Jacopo Mirra, attuale capitano della Roma Primavera, si è raccontato in una lunga intervista concessa ai canali ufficiali del club giallorosso. Il difensore centrale della formazione giallorossa ha affrontato diversi argomenti, ripercorrendo il suo percorso personale e sportivo, tra crescita, ambizioni e obiettivi futuri.

Nel corso dell’ultima puntata di “Dreaming Roma”, Mirra ha condiviso riflessioni sulla stagione in corso, sul suo ruolo all’interno della squadra e sull’importanza di indossare la fascia da capitano. Ecco un estratto delle sue parole.

Le dichiarazioni di Jacopo Mirra

Che ragazzo sei fuori dal contesto campo? In campo sei molto serio, non a caso sei capitano. Con gli amici che tipo sei e cosa ti piace fare nel tempo libero?

«Mi piace divertirmi, come penso sia normale per un ragazzo di 19 anni. Scherzo molto con i compagni, anche per sdrammatizzare situazioni più tese. Mi reputo simpatico, ma l’impressione di riservatezza rimane: all’inizio sembro un po’ sulle mie, ma non me la tiro, ho solo bisogno di confidenza.

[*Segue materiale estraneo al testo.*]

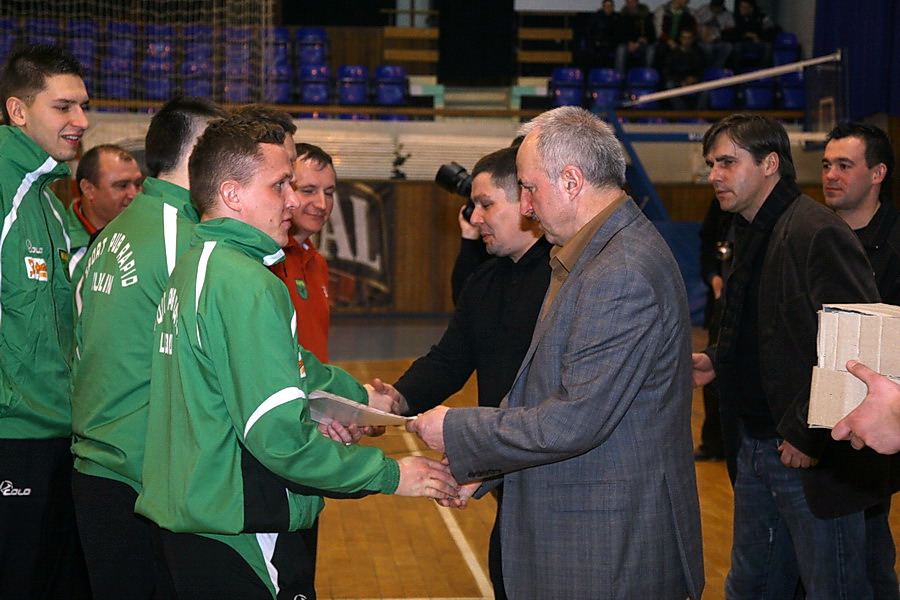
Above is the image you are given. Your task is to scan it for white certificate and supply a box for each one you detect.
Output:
[309,390,415,427]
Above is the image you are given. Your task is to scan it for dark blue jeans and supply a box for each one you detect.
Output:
[725,436,873,600]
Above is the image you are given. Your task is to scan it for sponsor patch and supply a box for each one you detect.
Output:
[25,256,47,281]
[0,479,31,496]
[294,279,309,300]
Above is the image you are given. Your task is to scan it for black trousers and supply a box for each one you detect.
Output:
[488,483,506,600]
[0,438,91,600]
[72,471,175,600]
[159,529,316,600]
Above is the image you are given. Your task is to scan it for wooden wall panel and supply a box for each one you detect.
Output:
[390,181,462,313]
[335,181,836,314]
[325,27,384,77]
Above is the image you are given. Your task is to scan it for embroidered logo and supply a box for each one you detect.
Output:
[0,479,31,496]
[25,240,44,254]
[25,256,47,281]
[294,279,309,300]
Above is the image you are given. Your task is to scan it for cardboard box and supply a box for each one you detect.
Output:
[807,304,900,427]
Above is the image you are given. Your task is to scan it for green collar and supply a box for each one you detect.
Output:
[191,217,284,266]
[0,125,69,180]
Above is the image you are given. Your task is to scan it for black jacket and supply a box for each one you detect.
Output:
[856,199,900,306]
[394,237,553,414]
[713,188,894,518]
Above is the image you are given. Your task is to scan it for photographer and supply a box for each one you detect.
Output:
[434,162,491,306]
[374,147,551,598]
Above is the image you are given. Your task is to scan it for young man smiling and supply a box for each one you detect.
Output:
[136,117,457,600]
[0,45,88,598]
[269,143,337,362]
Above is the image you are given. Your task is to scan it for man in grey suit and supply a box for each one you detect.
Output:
[408,106,703,600]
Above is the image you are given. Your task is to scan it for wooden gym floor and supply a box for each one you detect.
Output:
[316,329,900,600]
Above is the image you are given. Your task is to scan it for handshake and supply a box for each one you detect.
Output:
[319,379,481,509]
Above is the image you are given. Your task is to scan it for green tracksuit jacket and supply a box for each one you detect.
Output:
[72,177,198,492]
[63,200,91,284]
[0,126,72,439]
[136,219,400,536]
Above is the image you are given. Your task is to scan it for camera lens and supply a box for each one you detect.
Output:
[434,162,472,199]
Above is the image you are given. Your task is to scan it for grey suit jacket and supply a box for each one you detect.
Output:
[444,200,703,600]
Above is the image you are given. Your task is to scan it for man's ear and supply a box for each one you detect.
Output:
[78,177,96,200]
[6,96,28,127]
[219,179,241,212]
[872,163,887,185]
[763,152,781,176]
[559,165,584,197]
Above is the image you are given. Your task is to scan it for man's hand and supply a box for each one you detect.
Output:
[394,456,459,500]
[831,360,900,454]
[406,406,450,453]
[778,440,819,469]
[691,352,716,387]
[366,377,409,415]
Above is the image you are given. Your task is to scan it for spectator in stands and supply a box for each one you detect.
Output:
[269,143,337,362]
[722,0,778,73]
[662,29,706,110]
[71,98,227,600]
[376,148,551,600]
[831,360,900,454]
[616,0,656,77]
[66,144,144,281]
[0,44,90,599]
[653,0,697,70]
[694,0,734,69]
[582,0,622,72]
[135,117,458,600]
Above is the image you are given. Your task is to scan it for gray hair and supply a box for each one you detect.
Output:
[518,106,625,189]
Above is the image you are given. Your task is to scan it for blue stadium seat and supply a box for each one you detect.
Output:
[741,77,775,110]
[772,31,800,67]
[588,69,622,112]
[66,21,100,79]
[106,21,137,62]
[222,27,253,79]
[337,65,369,105]
[549,67,584,106]
[373,65,409,106]
[0,17,19,63]
[181,25,213,98]
[141,23,175,100]
[222,79,250,102]
[781,71,806,110]
[625,67,659,108]
[263,27,291,104]
[295,27,328,65]
[24,19,60,46]
[297,65,331,104]
[100,56,134,105]
[703,69,735,110]
[222,27,254,102]
[263,80,291,104]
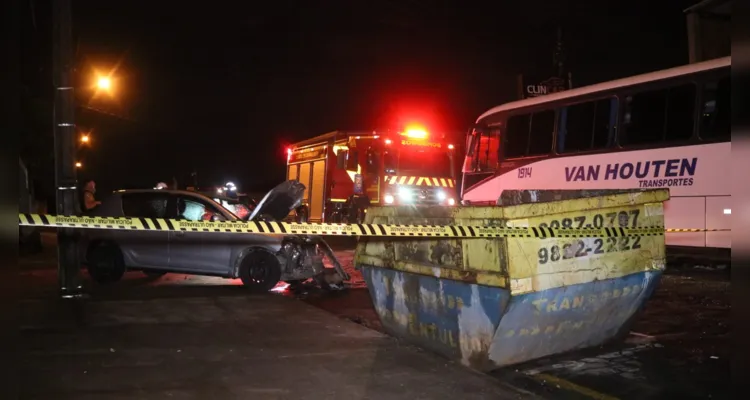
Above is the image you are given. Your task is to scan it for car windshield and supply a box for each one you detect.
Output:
[180,196,240,221]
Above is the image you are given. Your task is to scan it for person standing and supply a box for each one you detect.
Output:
[83,181,102,212]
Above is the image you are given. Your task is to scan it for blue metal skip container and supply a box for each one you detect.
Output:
[355,190,669,371]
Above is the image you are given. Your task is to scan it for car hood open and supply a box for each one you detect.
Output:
[248,180,305,221]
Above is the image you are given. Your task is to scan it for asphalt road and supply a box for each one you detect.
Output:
[20,234,731,399]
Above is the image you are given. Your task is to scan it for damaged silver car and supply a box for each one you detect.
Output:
[80,180,349,291]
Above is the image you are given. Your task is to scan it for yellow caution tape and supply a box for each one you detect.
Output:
[18,214,716,239]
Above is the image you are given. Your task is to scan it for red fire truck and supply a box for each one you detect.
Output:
[287,127,458,222]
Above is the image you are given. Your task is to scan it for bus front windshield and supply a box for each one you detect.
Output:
[385,149,451,177]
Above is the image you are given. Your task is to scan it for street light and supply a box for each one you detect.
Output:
[96,76,112,91]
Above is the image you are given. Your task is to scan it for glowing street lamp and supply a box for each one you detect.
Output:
[96,76,112,91]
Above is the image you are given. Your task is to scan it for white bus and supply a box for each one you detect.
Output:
[461,57,732,250]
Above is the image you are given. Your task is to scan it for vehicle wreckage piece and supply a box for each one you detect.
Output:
[248,180,350,290]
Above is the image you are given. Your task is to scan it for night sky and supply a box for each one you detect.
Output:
[23,0,696,195]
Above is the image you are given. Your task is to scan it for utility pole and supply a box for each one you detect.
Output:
[52,0,83,298]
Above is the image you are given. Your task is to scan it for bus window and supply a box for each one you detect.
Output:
[503,110,555,158]
[700,77,731,140]
[664,84,696,142]
[622,84,695,145]
[476,128,500,171]
[503,114,531,158]
[557,99,617,153]
[526,110,555,156]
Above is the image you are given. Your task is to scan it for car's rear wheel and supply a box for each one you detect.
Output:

Cerco anche di capire di chi posso fidarmi».

Adesso che sei grande, che rapporto hai con la città?

«Per me Roma è la città più bella del mondo. Ogni ragazzo romano e romanista come me sogna di indossare questi colori».

Dove hai iniziato a giocare?

«Al Casalotti, vicino casa. Poi un anno all’Urbetevere e infine il provino con la Roma. Questo è l’undicesimo anno».

Quando hai realizzato davvero di giocare nella Roma?

«Forse verso gli 11-12 anni. Prima era tutto un gioco. Poi dai 15-16 anni, con i campionati nazionali, capisci che sta diventando qualcosa di più serio».

Jacopo Mirra
Jacopo Mirra (foto Instagram)

La partita che vorresti rigiocare?

«La finale Under 18 Roma-Genoa che abbiamo perso. Brucia ancora»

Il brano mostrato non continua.